Nous Research Achieves 2-3x Faster LLM Pretraining with Token Superposition Training
Key Takeaways
- ▸2-3x wall-clock speedup at matched FLOPs without any changes to model architecture, optimizer, tokenizer, or training data
- ▸Inference-time model is identical to conventionally trained models—efficiency gains are training-only
- ▸Validated across scales from 270M to 10B-A1B MoE models, with improvements on standard benchmarks (MMLU, ARC, HellaSwag)
Summary
Nous Research introduces Token Superposition Training (TST), a novel modification to the standard LLM pretraining loop that achieves 2-3x wall-clock speedup on pretraining at matched FLOPs without changing the final model architecture, optimizer, tokenizer, or training data. The method works in two phases: during the first 20-40% of training, the model processes contiguous bags of tokens by averaging their embeddings on the input side and predicting the next bag with modified cross-entropy on the output side. For the remainder of training, it returns to standard next-token prediction.

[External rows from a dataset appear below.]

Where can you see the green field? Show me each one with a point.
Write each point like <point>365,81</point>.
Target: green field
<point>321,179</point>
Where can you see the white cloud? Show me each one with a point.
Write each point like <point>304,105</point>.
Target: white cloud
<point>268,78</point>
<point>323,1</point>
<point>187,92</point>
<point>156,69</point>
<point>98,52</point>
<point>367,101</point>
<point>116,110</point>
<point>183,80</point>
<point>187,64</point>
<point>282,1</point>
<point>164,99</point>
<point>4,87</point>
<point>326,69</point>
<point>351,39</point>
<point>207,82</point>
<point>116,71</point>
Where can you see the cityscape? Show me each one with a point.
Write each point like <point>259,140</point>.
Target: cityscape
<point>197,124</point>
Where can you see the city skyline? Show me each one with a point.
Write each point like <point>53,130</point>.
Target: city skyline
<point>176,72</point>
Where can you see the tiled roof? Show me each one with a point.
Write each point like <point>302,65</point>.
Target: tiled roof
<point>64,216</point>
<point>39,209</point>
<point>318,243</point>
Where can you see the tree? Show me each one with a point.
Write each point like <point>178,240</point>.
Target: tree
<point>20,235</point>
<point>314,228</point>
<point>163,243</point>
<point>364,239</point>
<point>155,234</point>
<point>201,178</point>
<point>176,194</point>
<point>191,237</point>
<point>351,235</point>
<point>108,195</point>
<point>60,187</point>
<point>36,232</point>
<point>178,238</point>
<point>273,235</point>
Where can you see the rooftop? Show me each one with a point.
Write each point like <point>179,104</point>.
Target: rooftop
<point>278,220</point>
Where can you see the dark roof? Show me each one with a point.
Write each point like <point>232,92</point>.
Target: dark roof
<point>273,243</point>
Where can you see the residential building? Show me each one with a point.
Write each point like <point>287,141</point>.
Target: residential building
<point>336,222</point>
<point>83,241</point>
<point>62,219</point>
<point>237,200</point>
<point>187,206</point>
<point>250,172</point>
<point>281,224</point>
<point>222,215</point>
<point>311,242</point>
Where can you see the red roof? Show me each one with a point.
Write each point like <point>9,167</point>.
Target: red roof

The research validates TST across multiple scales—270M, 600M, and 3B dense models, as well as a 10B-A1B mixture-of-experts model trained to 2T tokens. On the 10B-A1B MoE, TST reached lower final training loss than a matched-FLOPs baseline in roughly 40% of wall-clock time and outperformed the baseline on standard benchmarks including HellaSwag, ARC-Easy, ARC-Challenge, and MMLU. Critically, the inference-time model is identical in every respect to one produced by conventional pretraining—only the training loop changes.
The technique is motivated by two key insights: that subword tokenization efficiency comes largely from processing shorter sequences rather than learned semantics, and that training-time and inference-time efficiency can be decoupled separately. This challenges the conventional coupling between training optimization and model architecture changes seen in most prior efficiency improvements.
- Decouples training-time efficiency from inference-time constraints, a principle violation most prior efficiency methods make
- Achieved through a conceptually simple technique: reshaping tokens into bags, averaging embeddings, and using modified cross-entropy loss
Editorial Opinion
Token Superposition Training represents an elegant and practically important breakthrough in LLM efficiency. By decoupling training-time optimization from inference-time architecture—a constraint most efficiency methods violate—TST opens a path to faster model development without the usual trade-offs. The fact that such substantial speedups come from a relatively simple technique (reshaping, averaging embeddings, and modified loss) suggests there may be significant untapped efficiency gains in how we structure the pretraining process itself. This work has immediate implications for reducing the computational cost of developing and scaling new models.